【女性に自己免疫疾患が多い理由】
体の中で免疫を担当する細胞について、考えて見ましょう。他の細胞と同様に女性の免疫担当細胞は、男性の2倍の多様性を理論的に持つことが出来ます。単純に考えて、病原微生物に対しては、2倍対抗出来ることになります。
一方、統計的に、女性に慢性甲状腺炎や慢性関節リウマチのような自己免疫疾患が多いのは明らかです。
免疫担当細胞vs病原微生物ではなくて、免疫担当細胞vsその他の細胞について考えてみると、女性ではX染色体から見て、2x2=4の組み合わせが、出来ます。
母親由来のX染色体を使っている免疫担当細胞vs
母親由来のX染色体を使っている他の細胞
父親由来のX染色体を使っている免疫担当細胞vs
父親由来のX染色体を使っている他の細胞
この2つは組み合わせは、同じX染色体を使っている細胞同士の組み合わせなので、問題は起きません。
母親由来のX染色体を使っている免疫担当細胞vs
父親由来のX染色体を使っている他の細胞
父親由来のX染色体を使っている免疫担当細胞vs
母親由来のX染色体を使っている他の細胞
例えば母親由来のX染色体を使っている免疫担当細胞は、父親由来のX染色体を使っている他の細胞を、自分の細胞ではない(非自己細胞)と認識する事が稀に起きます。逆の組合せでも同様な事が起きます。

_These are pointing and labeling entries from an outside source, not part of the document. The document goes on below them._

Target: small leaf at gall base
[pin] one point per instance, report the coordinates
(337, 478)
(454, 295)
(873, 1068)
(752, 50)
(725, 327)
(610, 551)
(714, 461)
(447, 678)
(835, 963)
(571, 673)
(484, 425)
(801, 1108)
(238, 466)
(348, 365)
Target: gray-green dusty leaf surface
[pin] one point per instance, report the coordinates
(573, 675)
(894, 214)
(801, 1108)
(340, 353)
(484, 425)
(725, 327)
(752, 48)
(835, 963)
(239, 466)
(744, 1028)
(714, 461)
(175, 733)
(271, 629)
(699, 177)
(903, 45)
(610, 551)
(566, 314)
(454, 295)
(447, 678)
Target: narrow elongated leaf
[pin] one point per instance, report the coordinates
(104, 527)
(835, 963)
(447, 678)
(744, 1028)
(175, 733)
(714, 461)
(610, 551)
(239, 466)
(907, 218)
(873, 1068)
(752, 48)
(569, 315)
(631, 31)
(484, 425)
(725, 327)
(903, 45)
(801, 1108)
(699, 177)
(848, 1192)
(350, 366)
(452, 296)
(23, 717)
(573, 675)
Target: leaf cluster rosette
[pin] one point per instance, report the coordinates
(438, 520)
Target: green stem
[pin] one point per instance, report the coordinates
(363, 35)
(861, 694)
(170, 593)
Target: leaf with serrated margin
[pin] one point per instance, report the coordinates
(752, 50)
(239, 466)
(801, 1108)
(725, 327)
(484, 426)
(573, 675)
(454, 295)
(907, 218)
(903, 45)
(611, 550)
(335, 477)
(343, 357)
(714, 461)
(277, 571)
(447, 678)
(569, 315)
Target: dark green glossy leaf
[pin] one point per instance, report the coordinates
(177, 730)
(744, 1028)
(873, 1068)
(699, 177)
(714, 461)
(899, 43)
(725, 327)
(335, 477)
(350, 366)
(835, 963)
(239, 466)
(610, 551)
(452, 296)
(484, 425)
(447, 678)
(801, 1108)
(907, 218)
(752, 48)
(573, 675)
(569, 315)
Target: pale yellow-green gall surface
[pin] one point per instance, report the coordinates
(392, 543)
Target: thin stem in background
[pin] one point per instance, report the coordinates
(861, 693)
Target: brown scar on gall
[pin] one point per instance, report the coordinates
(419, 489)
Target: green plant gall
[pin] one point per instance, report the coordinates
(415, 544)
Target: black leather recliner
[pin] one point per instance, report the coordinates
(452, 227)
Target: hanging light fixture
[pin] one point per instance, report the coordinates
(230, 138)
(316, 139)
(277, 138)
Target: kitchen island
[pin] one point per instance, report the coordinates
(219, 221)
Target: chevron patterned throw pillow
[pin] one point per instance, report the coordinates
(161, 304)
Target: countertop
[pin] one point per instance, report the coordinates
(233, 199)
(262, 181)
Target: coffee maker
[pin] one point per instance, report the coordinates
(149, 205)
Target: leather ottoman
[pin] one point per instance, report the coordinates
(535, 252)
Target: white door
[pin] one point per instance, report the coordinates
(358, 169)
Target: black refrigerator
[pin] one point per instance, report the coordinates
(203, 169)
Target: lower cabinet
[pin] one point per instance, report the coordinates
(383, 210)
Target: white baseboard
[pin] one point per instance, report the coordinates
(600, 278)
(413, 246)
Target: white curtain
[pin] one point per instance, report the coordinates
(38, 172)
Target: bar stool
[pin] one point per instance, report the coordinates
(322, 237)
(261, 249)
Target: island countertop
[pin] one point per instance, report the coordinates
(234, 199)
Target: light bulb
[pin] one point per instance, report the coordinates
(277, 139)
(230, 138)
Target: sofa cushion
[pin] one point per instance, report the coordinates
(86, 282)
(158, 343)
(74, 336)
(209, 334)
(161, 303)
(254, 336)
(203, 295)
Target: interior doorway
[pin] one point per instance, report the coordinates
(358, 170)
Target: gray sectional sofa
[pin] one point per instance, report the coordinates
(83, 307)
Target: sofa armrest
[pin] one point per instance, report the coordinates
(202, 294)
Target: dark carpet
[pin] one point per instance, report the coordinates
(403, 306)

免疫担当細胞が他の細胞を非自己と認識すると免疫反応が起きます。感染症と違ってこの炎症は慢性化します。この慢性炎症はいわゆる自己免疫疾患や膠原病の一因となります。
多様性は進化そのものですが、長寿だけではなく、自己免疫疾患をもたらすのは、皮肉な自然のいたずらですね。